Mark's answer is good. But you asked for a way to "see" why

[math]\sum_{k=1}^{n} \frac{1}{k} \sim \log{n}[/math]

Below I have plotted the function [math]f(x) =1/x[/math] in red along with a series of rectangles, each one corresponding to a term in the sum. The first big rectangle on the left corresponds to the [math]k=1[/math] term with an area of 1, the second smaller rectangle corresponds to the [math]k=2[/math] term with an area of 1/2, and so on. You can see that the rectangles of increasing [math]k[/math] get closer and closer to the curve [math]f(x) =1/x[/math].

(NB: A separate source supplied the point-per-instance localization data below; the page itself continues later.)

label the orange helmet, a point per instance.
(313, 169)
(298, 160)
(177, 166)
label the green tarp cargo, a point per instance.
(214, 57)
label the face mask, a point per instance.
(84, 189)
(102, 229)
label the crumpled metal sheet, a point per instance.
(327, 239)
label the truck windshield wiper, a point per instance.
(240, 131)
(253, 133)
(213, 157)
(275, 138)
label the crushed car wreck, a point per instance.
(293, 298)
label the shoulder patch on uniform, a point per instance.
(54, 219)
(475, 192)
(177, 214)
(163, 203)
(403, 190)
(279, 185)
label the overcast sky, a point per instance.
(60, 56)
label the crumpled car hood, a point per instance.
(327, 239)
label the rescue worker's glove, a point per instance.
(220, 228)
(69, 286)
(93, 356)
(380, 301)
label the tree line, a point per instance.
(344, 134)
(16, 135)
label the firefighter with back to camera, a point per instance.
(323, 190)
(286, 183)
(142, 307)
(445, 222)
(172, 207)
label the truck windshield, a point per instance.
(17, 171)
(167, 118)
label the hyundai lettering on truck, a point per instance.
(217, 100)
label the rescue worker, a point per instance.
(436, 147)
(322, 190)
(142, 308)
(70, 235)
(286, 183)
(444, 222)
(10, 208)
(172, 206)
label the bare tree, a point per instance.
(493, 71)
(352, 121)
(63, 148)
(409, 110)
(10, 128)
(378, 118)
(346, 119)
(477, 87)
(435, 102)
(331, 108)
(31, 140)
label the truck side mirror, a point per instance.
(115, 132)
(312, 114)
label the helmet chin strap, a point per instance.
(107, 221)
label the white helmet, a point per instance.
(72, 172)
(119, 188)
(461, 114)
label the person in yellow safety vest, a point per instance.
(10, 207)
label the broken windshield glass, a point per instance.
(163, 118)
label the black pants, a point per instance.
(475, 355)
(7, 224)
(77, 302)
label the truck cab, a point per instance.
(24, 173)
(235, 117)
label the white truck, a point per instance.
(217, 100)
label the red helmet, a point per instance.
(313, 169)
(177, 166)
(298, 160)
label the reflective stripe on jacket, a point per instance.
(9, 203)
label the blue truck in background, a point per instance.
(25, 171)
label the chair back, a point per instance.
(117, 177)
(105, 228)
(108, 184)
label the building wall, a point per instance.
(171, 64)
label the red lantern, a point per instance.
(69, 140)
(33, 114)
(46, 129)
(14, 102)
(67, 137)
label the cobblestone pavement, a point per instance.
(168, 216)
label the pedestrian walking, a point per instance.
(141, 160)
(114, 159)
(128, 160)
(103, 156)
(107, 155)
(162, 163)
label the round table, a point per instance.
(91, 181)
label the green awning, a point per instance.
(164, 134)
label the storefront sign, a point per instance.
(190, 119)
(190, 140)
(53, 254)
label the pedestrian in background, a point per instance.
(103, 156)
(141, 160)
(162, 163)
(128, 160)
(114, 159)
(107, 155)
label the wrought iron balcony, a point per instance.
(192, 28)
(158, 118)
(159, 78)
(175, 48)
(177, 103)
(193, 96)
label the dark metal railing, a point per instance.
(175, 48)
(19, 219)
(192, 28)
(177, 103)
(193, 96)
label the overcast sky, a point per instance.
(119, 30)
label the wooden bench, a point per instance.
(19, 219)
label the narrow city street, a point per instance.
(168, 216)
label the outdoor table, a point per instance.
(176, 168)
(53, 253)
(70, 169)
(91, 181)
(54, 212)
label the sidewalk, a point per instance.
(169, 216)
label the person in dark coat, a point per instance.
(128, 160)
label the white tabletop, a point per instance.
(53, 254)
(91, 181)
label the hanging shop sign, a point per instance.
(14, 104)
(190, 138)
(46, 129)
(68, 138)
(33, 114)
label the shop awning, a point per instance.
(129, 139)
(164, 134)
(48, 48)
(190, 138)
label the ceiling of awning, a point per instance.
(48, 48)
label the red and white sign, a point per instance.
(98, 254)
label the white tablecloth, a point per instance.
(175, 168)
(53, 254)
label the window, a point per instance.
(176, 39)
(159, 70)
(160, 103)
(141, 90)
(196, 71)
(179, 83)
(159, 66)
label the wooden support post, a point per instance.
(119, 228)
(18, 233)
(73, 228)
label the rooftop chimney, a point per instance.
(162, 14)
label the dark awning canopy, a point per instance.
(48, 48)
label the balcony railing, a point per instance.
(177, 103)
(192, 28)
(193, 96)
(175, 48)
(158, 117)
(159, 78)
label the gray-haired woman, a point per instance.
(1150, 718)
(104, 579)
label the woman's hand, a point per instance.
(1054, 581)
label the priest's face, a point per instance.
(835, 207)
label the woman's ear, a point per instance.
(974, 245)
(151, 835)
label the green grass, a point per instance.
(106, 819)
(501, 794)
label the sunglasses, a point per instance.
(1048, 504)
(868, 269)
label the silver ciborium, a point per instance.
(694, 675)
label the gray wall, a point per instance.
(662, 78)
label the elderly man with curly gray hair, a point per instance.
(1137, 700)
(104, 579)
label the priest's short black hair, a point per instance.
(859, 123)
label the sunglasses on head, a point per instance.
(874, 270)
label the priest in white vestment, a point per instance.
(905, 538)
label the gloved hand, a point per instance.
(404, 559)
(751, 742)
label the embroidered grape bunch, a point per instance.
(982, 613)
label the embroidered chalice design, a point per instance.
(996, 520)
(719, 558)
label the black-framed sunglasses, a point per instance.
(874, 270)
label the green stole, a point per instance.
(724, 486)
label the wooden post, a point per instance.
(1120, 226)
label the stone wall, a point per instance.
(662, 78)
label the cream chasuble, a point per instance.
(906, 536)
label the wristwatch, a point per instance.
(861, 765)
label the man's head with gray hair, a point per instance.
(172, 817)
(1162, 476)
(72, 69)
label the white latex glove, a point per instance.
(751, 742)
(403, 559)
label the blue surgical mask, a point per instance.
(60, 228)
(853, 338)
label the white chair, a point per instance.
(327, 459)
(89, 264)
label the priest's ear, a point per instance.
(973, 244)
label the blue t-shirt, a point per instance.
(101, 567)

Now, the sum is just the total area of all of the [math]n[/math] rectangles. If [math]n[/math] is very large, then this area is approximately equal to the area under the red curve from [math]x=1[/math] to [math]x=n[/math]. But the area under the curve is just the integral of [math]f(x),[/math]

[math]\int_1^n f(x) dx = [/math][math]\int_1^n \frac{dx}{x} = \log{n} [/math]

Moreover, as [math]n[/math] increases this approximation gets better, because the rectangles and the curve get closer as [math]k[/math] increases. So, we say that the two areas are asymptotically equal as [math]n[/math] goes to infinity.